電解電容器：市場佔有率分析、產業趨勢與統計、成長預測（2026-2031）

預計到 2026 年，電解電容器市場規模將達到 46.3 億美元，到 2031 年將達到 54.8 億美元，在此期間的複合年成長率為 3.43%。
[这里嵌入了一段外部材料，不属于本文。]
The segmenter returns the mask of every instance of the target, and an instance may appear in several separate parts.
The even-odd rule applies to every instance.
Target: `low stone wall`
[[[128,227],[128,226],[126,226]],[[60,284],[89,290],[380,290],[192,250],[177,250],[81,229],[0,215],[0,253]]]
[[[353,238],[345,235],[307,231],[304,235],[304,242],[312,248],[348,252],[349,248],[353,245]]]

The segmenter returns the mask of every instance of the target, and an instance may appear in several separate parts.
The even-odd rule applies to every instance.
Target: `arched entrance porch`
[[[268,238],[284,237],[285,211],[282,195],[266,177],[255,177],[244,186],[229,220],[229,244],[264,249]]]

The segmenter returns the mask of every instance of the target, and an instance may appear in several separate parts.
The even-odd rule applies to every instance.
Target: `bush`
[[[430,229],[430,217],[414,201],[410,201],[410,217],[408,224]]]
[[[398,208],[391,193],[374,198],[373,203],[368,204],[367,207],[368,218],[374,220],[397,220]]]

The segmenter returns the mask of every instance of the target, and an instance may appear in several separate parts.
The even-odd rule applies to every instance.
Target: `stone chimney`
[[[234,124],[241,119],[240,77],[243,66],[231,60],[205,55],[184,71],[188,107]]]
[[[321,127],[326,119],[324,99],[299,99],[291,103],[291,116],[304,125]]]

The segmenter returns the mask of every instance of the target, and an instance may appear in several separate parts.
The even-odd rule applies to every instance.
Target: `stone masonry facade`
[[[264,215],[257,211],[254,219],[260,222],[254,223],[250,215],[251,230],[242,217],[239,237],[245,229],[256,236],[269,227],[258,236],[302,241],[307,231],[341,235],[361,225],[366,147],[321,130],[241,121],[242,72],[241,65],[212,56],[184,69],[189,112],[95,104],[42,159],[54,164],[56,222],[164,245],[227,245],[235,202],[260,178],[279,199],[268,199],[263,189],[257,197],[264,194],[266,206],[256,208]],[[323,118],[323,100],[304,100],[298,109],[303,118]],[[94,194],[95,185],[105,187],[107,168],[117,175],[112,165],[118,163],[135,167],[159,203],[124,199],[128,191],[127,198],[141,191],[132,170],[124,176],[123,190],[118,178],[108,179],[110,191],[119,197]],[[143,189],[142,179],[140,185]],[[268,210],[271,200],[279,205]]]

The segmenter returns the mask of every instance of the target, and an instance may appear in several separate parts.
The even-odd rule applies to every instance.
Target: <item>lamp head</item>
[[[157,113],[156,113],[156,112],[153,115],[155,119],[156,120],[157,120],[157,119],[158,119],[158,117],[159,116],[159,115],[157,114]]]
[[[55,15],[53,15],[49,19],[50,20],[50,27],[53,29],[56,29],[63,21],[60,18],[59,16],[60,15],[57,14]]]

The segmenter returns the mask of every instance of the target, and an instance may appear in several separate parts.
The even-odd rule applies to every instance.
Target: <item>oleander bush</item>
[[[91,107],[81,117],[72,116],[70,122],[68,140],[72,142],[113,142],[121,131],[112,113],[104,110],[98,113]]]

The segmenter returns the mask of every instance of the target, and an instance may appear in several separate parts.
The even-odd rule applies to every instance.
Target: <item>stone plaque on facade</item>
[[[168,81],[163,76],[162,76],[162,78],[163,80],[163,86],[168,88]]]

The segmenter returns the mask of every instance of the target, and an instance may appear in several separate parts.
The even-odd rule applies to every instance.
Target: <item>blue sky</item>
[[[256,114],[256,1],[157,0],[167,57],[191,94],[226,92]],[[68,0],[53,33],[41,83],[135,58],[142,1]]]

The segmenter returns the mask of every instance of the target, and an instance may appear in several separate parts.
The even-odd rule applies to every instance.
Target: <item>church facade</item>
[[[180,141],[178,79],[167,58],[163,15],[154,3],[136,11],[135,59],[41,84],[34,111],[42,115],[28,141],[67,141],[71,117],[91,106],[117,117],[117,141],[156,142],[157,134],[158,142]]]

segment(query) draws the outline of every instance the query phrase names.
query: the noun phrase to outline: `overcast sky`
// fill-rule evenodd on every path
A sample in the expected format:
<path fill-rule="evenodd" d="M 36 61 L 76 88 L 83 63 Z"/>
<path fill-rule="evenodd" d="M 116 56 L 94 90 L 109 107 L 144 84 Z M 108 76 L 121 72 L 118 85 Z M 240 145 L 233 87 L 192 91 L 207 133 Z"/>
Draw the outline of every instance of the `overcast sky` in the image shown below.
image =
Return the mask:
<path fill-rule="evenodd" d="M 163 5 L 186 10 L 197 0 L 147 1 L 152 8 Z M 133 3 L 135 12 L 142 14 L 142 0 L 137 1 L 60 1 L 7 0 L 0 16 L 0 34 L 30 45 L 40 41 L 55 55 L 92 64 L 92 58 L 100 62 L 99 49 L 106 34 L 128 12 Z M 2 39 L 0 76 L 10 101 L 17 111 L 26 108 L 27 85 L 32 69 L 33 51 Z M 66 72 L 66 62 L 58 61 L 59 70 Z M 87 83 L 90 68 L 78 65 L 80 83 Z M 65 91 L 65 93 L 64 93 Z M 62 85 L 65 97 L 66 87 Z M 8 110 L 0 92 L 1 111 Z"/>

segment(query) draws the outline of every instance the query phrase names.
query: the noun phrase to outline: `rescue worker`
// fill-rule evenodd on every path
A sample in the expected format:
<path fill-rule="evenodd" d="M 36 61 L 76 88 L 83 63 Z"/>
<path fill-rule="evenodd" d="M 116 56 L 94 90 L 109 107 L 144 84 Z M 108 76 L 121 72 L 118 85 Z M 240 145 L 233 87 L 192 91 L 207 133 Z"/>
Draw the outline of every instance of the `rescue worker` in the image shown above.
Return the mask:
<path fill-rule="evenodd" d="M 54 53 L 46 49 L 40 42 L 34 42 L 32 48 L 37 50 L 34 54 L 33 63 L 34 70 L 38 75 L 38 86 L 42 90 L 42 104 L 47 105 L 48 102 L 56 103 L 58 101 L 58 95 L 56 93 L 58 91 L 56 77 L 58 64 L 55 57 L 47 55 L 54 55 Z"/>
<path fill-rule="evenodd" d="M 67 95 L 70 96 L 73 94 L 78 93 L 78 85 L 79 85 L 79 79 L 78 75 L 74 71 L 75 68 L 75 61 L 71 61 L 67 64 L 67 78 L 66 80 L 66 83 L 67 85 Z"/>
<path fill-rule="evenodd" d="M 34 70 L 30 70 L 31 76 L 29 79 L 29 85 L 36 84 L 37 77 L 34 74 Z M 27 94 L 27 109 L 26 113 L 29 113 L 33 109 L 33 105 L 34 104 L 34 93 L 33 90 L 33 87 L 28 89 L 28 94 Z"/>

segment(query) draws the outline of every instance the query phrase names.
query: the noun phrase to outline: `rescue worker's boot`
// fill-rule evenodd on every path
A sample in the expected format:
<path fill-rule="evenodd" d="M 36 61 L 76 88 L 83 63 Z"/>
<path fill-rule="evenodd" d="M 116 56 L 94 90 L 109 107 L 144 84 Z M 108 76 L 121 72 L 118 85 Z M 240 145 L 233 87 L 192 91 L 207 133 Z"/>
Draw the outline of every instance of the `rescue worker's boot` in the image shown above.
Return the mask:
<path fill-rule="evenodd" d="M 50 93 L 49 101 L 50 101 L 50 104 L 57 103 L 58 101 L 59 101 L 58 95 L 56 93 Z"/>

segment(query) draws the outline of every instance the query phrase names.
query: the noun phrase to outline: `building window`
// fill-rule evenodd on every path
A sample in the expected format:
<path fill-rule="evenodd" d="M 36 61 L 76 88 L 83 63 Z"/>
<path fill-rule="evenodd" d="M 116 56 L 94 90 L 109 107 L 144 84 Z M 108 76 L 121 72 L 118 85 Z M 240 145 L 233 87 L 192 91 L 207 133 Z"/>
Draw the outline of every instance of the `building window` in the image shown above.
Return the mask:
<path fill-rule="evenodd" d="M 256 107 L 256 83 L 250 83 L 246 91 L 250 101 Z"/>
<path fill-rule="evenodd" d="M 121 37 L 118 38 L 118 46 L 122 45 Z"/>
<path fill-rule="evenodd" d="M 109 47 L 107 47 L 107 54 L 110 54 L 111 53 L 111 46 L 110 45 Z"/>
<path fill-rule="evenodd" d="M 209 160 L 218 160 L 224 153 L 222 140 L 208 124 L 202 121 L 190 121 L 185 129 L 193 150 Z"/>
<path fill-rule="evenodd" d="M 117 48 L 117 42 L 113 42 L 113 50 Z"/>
這一成長主要得益於高壓逆變器拓撲結構、800V電動汽車電池平台以及對等效串聯電阻（ESR）和使用壽命要求更高的寬能隙功率裝置的轉變。智慧型手機元件小型化、電動車牽引逆變器漣波電流密度的增加以及中東地區可再生能源部署正在重塑產品設計和區域需求模式。供應商目前正將策略重點放在混合聚合物技術、內部蝕刻箔生產能力以及汽車可靠性認證上，以抵消鋁價波動帶來的風險。同時，區域專家正利用其地理位置接近性和成本優勢，在家用電子電器和工業自動化領域獲得設計應用。

全球電解電容器市場趨勢及洞察

PCB安裝面積的減少推動了超小型電容器的發展。

智慧型手機和平板電腦的電源管理電路正變得越來越小型化，迫使供應商在封裝尺寸上提供相同的電容值，與2023年的設計相比，基板面積將減少30%。厚度小於3毫米的表面黏著技術電解電容器正在取代並聯排列的噪音較大的陶瓷電容器，Nichicon公司於2025年推出的GYG混合系列產品就體現了這一成就。需求主要集中在亞太地區，該地區的契約製造製造商為了維持極低的利潤率，優先考慮即使是一平方毫米的空間縮減。這一因素導致複合年成長率（CAGR）上調了0.5%，反映了行動裝置出貨量的巨大成長。對薄型聚合物陰極線的資本投資凸顯了向傳統液態電解質的轉變。未能滿足小型化藍圖要求的供應商可能會被排除在下一代行動電話的參考設計之外。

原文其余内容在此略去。